Beyond that, the book was fine. I didn’t care either way about the “Howard is in love with a human” story line, and there were a few moments in that one that did annoy me, like when Howard introduces Bridget to Virtual Reality and places her in a 28-year-old body even though she is in her 50s (I think – the Bobs are all on different time lines so it would take more effort to pay attention to the passage of time than I am willing to devote). While I get the appeal of young age (and why Howard might think it would be a way to sell Bridget on joining him), all the Bobs are just such oblivious nerd guys. He states he loves this woman but his image of her is a young woman, ignoring all the experience she has gained over the years and things she has done. All the versions of Bob have continued to see themselves as a 31 year old man and not reverted to being 18 years old, so why should he expect his love interest to want to ignore her past? But minor pet peeve.
The two main flaws were the Others, who have been a looming threat since the end of book 1. With all the other competing story lines, there simply isn’t enough focus to make them feel that scary. They were set up as an invincible super power but there was not any dramatic tension because of the sheer size of them.
The other story line I strongly disliked involved the water planet, Poseidon. The government on this planet has decided to take an authoritarian approach, dictating people’s job choices. Marcus disagrees with this and helps a resistant political group. I think most of the readers probably share Bob’s views about totalitarian governments and yet, the Bobs never consider that it is possible for an all knowing AI to be wrong about their approach. Maybe it is necessary to be a bit more controlling when setting up a new colony. It’s interesting how the same person can be upset about an authoritarian government forcing their will on others while also forcing his political preferences on multiple planets and all of the human population.
As much as the Bobs judge the Others for annihilating other planets for their resources, the Bobs never have any problems with populating planets with humans, and destroying whatever parts of the original eco-system become a nuisance. The Bobs may avoid disrupting planets with sentient beings but they still have no compunctions about messing with eco systems to ensure human survival, nor do they seem that worried about the future or implement plans to use fewer resources, happily building floating cities and whatever else they can think of to make life easier at the moment.

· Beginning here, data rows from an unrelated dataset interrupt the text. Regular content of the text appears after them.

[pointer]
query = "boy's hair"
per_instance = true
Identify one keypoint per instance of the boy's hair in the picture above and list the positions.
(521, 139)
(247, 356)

Basically, if you have started the series, then I think it is worth reading this one for the sake of closure but as far as the trilogy as a whole goes, the fun wore out for me after the first novel. Beyond the philosophical questions raised above, Bob is just too much a stereotype of a nerd who occasionally meanders into slightly sexist ideas – there is one dinner where he has to wear a tie and acts like it is the worst thing ever. I am sure it is for some people. However, he states that the other men at the dinner seemed to feel the same way. Yes, please, let’s generalize all men. I know plenty of guys that enjoy putting on a suit and going out for a nice dinner, just like I know women that would live in yoga pants if they could. Despite being a smart engineer with good qualities, too much of Bob also feels like the bumbling man from any other generic sitcom. Speaking of gender, this line also made me role my eyes:
“Funny, two hundred years after Original Bob’s death, women still ruled the kitchen. Probably, I admitted to myself, because men would have just opened up a bag of chips and jar of dip.”
As usual, sci-fi can envision space exploration, first contact scenarios and humans made immortal through AI, but the idea of men taking an equal interest in household labor or being responsible in the kitchen strains the imagination.
I’m rounding up on this one since it was an improvement on the previous one, and I know I am in the minority in my irritation for these since I keep missing the point of light-hearted romp through the galaxy.